Les validations viennent du retour du patient (ressenti, réduction de douleur), des changements observables (mouvements, respiration) et de la répétition (si la même perception réapparaît). Privilégiez les impressions sensorielles premières (image, frisson, chaleur) et évitez les interprétations mentales immédiates.
Combien de temps faut‑il pour « apprendre » le Yi ?
Il n’existe pas de durée fixe : l’incarnation du Yi est progressive et passe par l’entraînement quotidien, les retours d’expérience et la supervision. Les stages donnent des clés ; la maîtrise se construit sur des mois, des années et surtout sur la qualité de l’intégration personnelle.
Le Yi remplace‑t‑il la médecine conventionnelle ?
Non. Le Yi est un complément énergétique et conscientiel qui soutient les processus de guérison, soulage la douleur et travaille sur l’environnement énergétique. Il ne substitue pas à un diagnostic médical ni à des traitements nécessaires. Pratiquez dans le cadre d’une collaboration respectueuse avec le soin médical lorsque c’est requis.

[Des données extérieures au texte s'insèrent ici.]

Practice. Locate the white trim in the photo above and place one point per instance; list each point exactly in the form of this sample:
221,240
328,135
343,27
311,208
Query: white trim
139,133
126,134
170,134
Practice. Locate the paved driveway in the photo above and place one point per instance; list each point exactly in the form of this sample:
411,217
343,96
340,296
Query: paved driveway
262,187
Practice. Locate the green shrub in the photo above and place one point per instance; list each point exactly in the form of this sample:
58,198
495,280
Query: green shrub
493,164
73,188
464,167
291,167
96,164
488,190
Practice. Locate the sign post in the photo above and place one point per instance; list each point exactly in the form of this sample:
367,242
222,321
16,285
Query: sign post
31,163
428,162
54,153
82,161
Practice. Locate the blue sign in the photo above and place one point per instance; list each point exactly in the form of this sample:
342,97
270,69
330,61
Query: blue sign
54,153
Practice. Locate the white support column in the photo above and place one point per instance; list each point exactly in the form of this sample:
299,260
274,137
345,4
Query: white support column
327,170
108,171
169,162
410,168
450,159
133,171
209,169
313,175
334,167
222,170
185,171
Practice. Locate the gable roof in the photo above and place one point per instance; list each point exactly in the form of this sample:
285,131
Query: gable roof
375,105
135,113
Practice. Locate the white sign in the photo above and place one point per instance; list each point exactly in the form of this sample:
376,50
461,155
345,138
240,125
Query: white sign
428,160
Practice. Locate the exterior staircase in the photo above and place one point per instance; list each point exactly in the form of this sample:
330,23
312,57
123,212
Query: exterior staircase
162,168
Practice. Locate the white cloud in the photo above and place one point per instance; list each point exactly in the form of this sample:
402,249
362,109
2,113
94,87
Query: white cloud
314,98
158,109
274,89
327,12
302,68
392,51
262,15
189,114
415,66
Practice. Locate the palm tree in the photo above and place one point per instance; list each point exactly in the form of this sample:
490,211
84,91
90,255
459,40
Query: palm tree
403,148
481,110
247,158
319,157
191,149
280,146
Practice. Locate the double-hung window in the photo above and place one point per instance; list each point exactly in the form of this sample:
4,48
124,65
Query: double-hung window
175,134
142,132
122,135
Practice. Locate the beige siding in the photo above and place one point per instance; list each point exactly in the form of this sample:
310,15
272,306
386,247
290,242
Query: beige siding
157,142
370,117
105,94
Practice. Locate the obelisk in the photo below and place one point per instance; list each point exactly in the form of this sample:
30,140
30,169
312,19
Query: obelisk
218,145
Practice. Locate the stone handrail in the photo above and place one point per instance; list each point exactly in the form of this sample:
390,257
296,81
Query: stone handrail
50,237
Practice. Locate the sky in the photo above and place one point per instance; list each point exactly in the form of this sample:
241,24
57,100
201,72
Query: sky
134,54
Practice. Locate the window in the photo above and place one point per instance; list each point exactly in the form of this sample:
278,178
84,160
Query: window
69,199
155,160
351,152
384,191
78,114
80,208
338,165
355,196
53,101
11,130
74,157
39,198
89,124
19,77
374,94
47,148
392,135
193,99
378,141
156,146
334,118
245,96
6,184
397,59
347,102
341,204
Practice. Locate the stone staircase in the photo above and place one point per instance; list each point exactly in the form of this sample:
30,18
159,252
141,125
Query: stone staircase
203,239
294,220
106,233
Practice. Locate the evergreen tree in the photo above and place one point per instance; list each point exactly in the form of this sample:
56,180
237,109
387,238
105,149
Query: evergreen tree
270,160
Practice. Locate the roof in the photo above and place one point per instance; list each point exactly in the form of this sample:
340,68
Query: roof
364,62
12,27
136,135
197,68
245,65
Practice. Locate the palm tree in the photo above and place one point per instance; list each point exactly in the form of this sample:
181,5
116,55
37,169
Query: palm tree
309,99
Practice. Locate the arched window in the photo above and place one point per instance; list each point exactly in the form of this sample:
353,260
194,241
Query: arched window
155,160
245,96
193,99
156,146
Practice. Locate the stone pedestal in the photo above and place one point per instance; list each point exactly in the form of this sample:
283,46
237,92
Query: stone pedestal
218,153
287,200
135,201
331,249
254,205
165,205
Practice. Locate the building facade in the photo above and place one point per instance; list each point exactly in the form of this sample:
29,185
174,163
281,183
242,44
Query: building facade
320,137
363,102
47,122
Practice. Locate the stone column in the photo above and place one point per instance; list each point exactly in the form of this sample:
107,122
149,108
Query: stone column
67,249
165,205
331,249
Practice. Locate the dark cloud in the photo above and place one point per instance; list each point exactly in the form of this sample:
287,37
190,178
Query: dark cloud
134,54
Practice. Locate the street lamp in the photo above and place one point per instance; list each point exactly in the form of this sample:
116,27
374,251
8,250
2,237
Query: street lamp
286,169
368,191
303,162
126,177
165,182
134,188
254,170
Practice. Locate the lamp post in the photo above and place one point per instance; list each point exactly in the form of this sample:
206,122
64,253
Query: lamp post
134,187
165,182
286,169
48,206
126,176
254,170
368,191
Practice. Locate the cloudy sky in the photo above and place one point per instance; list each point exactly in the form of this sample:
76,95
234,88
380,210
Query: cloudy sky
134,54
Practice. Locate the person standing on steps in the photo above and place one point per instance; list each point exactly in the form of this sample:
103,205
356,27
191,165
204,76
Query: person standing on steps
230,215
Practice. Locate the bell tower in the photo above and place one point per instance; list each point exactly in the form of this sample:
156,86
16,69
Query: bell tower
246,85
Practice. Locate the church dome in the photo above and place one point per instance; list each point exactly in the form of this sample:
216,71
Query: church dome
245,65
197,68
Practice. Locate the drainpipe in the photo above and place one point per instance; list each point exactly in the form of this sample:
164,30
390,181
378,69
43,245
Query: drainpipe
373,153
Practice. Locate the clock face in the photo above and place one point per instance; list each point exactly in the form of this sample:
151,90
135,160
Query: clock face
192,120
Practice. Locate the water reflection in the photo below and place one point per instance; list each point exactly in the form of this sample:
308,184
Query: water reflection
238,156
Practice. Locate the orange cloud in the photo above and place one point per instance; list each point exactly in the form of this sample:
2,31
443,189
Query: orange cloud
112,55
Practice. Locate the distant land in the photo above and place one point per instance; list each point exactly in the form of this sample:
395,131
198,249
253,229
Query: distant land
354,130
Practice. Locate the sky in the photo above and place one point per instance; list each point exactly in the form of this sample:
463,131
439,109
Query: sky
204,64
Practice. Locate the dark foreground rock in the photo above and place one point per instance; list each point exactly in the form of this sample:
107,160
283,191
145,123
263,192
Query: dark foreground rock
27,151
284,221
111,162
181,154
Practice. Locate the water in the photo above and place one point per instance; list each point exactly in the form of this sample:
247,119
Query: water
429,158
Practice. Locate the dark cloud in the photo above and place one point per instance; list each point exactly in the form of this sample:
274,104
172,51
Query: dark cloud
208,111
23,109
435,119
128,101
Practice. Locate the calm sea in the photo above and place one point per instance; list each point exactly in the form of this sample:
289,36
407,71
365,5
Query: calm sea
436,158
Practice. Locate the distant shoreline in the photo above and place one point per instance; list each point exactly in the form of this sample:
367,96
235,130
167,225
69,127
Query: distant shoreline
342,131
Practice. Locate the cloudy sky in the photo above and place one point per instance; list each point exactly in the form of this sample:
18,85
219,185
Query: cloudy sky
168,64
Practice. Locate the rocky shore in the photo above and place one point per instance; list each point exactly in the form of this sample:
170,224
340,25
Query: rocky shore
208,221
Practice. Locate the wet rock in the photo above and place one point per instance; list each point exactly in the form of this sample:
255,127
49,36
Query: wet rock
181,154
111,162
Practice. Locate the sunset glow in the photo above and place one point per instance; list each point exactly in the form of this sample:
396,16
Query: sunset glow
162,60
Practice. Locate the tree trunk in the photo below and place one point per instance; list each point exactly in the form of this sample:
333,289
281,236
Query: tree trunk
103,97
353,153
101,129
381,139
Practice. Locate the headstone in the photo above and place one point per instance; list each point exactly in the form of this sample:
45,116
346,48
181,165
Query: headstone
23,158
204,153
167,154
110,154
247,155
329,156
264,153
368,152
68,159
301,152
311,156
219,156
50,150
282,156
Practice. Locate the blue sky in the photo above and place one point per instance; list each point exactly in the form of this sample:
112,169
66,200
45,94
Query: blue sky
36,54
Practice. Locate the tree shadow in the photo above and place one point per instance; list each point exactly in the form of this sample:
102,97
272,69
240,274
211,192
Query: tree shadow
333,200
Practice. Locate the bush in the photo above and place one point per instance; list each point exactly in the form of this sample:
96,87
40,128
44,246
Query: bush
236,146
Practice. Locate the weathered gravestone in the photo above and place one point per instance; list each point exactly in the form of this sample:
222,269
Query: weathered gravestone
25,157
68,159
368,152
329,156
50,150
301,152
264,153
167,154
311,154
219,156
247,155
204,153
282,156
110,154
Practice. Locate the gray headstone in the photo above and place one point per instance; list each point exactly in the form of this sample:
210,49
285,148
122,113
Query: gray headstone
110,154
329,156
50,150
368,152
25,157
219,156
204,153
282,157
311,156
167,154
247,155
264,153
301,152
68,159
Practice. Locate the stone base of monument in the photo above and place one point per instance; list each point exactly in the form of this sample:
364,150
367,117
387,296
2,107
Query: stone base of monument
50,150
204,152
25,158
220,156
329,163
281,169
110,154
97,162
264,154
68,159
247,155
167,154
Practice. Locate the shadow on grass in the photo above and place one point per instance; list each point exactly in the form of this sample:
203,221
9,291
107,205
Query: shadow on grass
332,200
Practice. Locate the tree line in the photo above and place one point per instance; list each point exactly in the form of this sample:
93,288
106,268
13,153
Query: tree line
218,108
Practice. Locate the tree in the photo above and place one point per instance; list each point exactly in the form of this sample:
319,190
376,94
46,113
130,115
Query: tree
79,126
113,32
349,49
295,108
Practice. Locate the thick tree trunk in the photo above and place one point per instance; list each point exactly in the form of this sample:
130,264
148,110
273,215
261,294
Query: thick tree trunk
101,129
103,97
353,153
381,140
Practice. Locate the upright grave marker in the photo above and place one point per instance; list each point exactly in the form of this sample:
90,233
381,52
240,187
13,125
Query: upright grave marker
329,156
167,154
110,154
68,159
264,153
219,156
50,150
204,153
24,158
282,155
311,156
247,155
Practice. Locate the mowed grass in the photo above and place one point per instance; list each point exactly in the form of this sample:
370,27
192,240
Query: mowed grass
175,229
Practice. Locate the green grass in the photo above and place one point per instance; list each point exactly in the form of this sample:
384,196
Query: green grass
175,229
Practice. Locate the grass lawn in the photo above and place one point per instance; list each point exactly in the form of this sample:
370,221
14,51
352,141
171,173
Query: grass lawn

Conclusion : faire du Yi un art responsable
Le Yi appliqué aux soins à distance est à la fois simple dans ses outils (respiration, intention, observation) et profond dans ses implications (souveraineté, éthique, protection). Il exige pratique, humilité et discrétion. En commençant par la respiration 4‑7‑8, en affinant le scan holographique et en maîtrisant la coupure de lien, vous pouvez offrir un accompagnement sensible et efficace, respectueux du patient et de vous‑même.
Pratiquez régulièrement, notez vos retours d’expérience, adaptez le rythme aux capacités du receveur et, surtout, cultivez la confiance dans le corps : il sait.